Nintendo has a reputation for updating its consoles mid-generation, not long after launching them, to the extent that it’s become a little risky to be an early adopter. Why spend a few hundred pounds on a device that will be refined into something neater in 12 months, as the Nintendo DS was with the DSi, and the 3DS was with the New 3DS?
With the Nintendo Switch Lite however, the deal is a little less clear cut. This is not an improved version of 2017’s Nintendo Switch console, but a trimmed-down one repitched as a pure handheld rather than a home console hybrid.
The Switch Lite weighs less than its predecessor and is a few crucial centimetres smaller, fitting much more neatly in one hand. The left and right joy-cons are no longer detachable, as it now comes in a way sturdier all-in-one package, which travels in a backpack more easily. It feels nicer, more rugged and less susceptible to damage than the old Switch with its detachable bits.
You can no longer switch between playing on the handheld and playing on the television, which was the Nintendo Switch’s main marketing point. It is, after all, right there in the name. This makes it incompatible with certain titles, especially early Nintendo releases that sought to emphasise how swapping between the big screen and the little screen could allow for unique styles of play (Super Mario Party for example) but the vast majority of existing and future games will still run normally on the Lite.

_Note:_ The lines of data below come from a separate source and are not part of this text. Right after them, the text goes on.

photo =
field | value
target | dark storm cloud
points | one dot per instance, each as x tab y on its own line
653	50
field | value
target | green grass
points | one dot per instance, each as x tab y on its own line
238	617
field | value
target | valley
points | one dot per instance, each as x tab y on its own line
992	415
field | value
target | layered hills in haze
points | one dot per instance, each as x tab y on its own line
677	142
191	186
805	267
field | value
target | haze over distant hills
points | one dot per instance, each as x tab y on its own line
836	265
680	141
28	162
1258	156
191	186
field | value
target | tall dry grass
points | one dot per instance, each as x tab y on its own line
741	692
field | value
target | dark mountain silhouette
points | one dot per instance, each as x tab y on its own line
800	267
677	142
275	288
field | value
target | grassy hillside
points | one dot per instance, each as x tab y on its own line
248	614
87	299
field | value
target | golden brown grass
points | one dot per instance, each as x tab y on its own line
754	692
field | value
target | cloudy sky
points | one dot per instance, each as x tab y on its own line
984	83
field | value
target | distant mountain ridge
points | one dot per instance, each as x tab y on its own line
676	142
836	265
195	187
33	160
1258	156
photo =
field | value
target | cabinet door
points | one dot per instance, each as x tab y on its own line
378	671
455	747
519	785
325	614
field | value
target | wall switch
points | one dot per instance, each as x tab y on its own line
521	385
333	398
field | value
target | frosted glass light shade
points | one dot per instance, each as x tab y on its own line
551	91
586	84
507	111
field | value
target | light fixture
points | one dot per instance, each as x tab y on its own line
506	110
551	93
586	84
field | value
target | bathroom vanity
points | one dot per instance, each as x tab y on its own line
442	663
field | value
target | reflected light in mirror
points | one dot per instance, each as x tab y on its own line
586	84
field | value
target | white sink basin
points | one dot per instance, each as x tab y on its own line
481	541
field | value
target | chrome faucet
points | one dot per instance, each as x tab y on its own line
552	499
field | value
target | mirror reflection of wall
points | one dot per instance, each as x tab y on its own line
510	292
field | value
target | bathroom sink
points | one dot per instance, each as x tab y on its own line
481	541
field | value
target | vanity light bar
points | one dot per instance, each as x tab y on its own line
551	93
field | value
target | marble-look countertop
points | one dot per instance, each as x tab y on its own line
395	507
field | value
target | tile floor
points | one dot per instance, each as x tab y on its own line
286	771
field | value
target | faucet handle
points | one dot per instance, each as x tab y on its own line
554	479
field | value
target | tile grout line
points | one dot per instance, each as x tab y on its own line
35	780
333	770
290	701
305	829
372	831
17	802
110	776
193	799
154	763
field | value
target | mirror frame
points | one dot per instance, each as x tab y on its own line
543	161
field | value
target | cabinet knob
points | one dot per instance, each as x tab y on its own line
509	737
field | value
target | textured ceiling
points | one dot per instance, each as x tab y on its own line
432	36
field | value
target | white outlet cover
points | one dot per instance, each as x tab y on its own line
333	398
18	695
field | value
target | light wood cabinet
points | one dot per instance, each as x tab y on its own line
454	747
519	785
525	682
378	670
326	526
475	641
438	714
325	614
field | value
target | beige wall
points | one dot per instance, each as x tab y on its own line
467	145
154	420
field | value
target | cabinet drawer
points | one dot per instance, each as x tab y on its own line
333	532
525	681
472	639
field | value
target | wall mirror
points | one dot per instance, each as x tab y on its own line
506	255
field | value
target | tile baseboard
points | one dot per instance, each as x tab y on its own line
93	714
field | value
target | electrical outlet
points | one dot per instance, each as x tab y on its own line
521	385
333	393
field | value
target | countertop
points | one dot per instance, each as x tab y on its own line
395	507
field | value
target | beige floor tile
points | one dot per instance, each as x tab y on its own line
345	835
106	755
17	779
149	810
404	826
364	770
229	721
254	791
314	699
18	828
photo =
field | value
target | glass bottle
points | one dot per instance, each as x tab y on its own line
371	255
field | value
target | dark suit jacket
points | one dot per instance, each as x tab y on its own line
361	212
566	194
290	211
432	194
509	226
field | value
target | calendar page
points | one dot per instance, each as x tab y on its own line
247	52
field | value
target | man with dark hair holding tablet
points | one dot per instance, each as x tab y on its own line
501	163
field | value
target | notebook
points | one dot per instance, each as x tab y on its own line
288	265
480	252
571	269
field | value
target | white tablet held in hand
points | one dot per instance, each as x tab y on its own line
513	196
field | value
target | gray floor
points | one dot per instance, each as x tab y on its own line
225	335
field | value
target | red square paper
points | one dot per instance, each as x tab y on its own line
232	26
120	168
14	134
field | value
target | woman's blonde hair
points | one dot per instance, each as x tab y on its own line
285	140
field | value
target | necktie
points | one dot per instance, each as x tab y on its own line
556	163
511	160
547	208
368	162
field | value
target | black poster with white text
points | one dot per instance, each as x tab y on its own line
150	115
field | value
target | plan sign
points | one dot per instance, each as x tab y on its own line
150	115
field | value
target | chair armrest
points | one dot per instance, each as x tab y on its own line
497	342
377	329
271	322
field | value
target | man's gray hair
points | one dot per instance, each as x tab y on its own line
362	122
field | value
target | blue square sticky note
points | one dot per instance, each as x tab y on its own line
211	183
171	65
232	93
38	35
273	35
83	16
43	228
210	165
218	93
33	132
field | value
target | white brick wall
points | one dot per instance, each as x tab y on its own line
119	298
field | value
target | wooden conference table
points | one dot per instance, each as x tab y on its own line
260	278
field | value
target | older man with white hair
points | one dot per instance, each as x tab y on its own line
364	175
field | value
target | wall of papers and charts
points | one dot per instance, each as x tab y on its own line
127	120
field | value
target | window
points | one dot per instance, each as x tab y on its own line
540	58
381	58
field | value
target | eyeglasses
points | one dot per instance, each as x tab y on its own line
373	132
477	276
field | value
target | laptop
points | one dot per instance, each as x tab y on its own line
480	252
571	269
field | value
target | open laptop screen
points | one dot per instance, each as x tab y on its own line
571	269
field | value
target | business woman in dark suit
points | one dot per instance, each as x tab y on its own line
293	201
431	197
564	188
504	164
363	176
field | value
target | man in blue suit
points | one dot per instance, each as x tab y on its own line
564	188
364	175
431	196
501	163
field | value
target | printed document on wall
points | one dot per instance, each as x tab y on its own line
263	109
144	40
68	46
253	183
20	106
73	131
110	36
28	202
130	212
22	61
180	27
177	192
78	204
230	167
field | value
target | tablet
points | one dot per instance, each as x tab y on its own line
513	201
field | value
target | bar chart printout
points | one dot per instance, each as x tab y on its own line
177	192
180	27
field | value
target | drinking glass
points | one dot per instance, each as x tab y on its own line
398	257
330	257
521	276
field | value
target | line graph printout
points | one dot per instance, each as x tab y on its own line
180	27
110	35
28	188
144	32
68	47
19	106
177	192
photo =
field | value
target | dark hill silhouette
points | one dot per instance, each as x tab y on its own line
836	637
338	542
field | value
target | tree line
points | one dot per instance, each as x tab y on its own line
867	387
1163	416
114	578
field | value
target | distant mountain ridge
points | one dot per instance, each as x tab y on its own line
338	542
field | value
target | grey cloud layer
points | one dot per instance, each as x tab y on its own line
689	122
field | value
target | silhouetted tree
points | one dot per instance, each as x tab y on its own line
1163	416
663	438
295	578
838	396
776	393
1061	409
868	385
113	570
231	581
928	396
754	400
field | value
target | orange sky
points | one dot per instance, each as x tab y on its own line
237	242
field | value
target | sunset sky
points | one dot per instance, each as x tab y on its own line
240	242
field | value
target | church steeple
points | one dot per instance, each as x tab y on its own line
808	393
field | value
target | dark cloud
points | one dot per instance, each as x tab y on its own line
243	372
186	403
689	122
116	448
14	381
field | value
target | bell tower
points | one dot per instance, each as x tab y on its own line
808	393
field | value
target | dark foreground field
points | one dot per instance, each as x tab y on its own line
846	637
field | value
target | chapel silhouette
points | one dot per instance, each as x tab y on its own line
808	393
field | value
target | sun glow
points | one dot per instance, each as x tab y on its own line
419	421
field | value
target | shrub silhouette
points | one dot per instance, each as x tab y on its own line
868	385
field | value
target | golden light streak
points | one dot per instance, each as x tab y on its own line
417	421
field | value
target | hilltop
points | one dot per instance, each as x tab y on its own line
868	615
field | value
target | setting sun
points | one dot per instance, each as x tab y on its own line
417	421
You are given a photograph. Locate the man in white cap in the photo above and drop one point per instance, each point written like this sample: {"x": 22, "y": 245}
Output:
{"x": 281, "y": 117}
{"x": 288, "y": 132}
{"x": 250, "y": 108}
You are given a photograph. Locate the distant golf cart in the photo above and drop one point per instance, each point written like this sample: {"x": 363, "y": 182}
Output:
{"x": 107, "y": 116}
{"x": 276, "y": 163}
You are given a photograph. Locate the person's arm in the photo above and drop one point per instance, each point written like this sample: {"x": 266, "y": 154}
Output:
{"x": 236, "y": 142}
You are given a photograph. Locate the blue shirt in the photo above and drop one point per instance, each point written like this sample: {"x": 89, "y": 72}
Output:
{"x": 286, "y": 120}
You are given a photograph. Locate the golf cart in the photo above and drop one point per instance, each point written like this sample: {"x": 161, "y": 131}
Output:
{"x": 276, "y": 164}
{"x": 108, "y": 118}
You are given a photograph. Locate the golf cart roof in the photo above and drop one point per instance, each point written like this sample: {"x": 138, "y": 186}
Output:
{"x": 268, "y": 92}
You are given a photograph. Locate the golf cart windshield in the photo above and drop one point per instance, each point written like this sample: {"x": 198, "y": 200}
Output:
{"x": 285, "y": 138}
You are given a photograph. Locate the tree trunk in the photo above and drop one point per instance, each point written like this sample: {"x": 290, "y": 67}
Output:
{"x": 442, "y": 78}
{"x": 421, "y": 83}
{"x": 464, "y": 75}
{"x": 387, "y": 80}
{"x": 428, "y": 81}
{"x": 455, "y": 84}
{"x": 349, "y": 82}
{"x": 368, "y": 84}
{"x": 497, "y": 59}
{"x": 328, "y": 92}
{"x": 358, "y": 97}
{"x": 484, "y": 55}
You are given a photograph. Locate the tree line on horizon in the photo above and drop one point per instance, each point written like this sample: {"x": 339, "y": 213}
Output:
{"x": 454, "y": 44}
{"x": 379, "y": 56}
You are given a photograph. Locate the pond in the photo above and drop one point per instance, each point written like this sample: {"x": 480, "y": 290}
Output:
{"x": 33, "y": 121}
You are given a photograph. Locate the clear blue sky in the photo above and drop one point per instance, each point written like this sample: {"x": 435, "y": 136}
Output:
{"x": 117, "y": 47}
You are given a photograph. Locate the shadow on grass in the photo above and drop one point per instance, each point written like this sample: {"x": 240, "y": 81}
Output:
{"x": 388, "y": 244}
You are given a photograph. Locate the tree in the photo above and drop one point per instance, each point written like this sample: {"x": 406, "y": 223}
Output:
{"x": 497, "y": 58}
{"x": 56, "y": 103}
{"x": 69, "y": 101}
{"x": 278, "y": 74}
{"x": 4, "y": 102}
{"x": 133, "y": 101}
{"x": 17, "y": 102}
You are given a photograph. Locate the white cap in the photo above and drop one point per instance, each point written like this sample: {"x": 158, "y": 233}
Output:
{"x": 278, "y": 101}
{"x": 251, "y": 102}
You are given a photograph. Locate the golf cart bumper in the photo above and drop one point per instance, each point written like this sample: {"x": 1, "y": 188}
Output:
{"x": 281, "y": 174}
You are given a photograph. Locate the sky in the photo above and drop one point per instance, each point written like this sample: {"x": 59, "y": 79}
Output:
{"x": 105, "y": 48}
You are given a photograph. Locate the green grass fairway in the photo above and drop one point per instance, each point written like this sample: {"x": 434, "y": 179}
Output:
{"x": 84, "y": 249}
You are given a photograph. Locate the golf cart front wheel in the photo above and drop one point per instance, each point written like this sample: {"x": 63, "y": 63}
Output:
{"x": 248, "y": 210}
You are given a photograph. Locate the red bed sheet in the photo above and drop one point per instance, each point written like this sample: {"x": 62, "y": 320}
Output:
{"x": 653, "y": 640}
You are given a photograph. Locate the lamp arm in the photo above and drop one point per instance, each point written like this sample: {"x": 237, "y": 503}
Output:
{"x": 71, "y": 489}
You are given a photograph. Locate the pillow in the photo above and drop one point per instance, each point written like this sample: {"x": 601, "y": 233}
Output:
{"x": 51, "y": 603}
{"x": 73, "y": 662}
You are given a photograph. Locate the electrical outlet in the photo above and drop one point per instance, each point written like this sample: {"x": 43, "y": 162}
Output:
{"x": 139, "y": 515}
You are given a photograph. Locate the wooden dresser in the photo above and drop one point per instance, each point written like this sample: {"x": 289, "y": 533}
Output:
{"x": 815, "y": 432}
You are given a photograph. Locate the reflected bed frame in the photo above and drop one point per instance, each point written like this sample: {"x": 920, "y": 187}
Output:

Stripping out almost every feature that made the Nintendo Switch so wonderfully strange, and so very Nintendo, may seem like a compromise, but the result is a handheld device with a much clearer focus about what it wants to be and who it’s for.
This is a Nintendo Switch for Xbox and PlayStation fans who looked at the original Switch’s weird teeny controllers and wacky kickstand and responded with a shrug. But those who still want that weird Nintendo magic should keep their original.